Folks: After 131 years of breathing in pollution, of always delivering when called upon, of sacrificing its environment and economic vitality for the good of the entire Commonwealth, the City of Everett is on the move and it is booming. But as the city works to build a brighter future, we face new challenges – ones that threaten to undo the progress we’ve made.

A 20-acre Battery Energy Storage System (BESS) has been proposed for the roughly 100-acre former ExxonMobil site that has, for generations, housed dormant gas tanks, pillars of environmental injustice. While my administration has centered climate-friendly initiatives and supports the Commonwealth’s ambitious push to meet its 2050 emissions goals, that the largest BESS facility in Massachusetts would be crammed into an area of the city that might potentially play host to developments including a professional soccer stadium and is situated just across from thousands of housing units permitted since 2020 is a 21st century example of environmental injustice.

While suburban community projects, such as the Outer Cape BESS in Provincetown or the Cranberry Point BESS in Carver, are fractions of the size of this proposal and are located in out-of-the-way parts of town, Everett is being asked to stunt its growth by hosting a comparatively enormous project in one of its most potentially economically viable corridors – an area that for decades the city could only have dreamt of redeveloping.

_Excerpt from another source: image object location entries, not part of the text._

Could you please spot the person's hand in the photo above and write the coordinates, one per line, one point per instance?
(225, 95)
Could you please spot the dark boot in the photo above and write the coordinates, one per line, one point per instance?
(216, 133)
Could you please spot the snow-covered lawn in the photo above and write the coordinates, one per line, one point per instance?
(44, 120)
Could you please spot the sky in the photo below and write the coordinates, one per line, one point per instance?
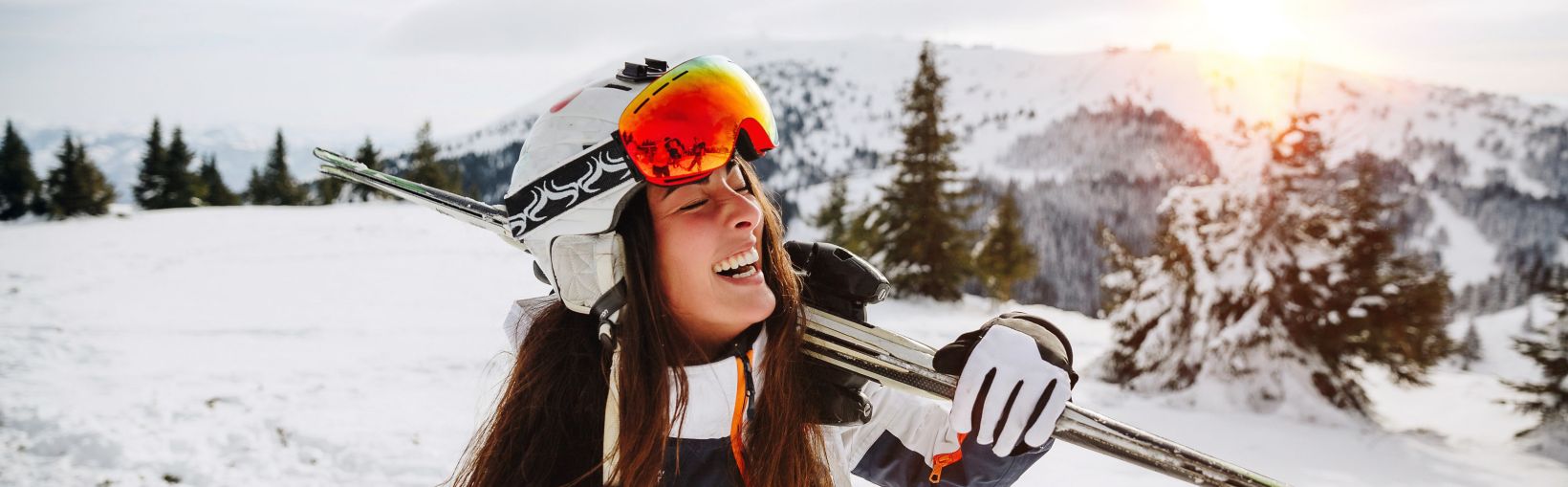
(382, 66)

For too long, this stretch of Everett has been an area akin to a “last mile” – where higher-end developers have avoided and economic vibrancy has long been off the table. For those looking to work with Everett to turn this area into the next Seaport, the prospect of the largest BESS facility in Massachusetts crowding their projects is a potentially fatal disincentive. This is grossly unfair to the people of Everett, who would benefit from the jobs and tax incentives these projects would bring to the city.

Further complicating this proposal is the precariousness of the region’s wind energy projects. Though wind infrastructure may be a cost-effective and sensible approach to generating renewable energy, a change in administration in Washington threatens delays and inaction, possibly ensuring that if Everett is compelled to host a large BESS facility, it could be many years before it becomes a valuable tool in the fight against climate change, leaving Everett residents to once again stare at a largely dormant facility and wonder “what if.” This is especially true as the legislature marches toward expediting the siting of facilities like this through a mandated 12-month consolidated permitting process.

I understand the need to compel communities into action, but the BESS proposal for Everett, which falls well outside the margins of similar projects around the Commonwealth, is a glaring example of the law’s shortsightedness. And I say with great pride that mine has always been an administration of action: we have never needed any extra push to do the right thing.

Instead, Everett has proven time and again to be a Yes-In-My-Backyard community. We take pride in that chapter of our history in which the city genuinely could be called the “City of Diversified Industry.” I shake the hands or look in the eyes of lifelong Everett residents and know that these are the men and women who powered the Commonwealth, that mired in the unforgiving work of industry that helped neighbors like Boston and Cambridge becoming global destinations for finance, the life sciences, and academia.

Everett has always been ready to help the Commonwealth and contribute to its progress, but we ask that the Commonwealth now return the favor by ensuring that the development of a massive BESS facility does not sacrifice our city’s future. Let’s work together to find a solution that benefits all residents – not just the state’s energy goals, but the people who have already given so much.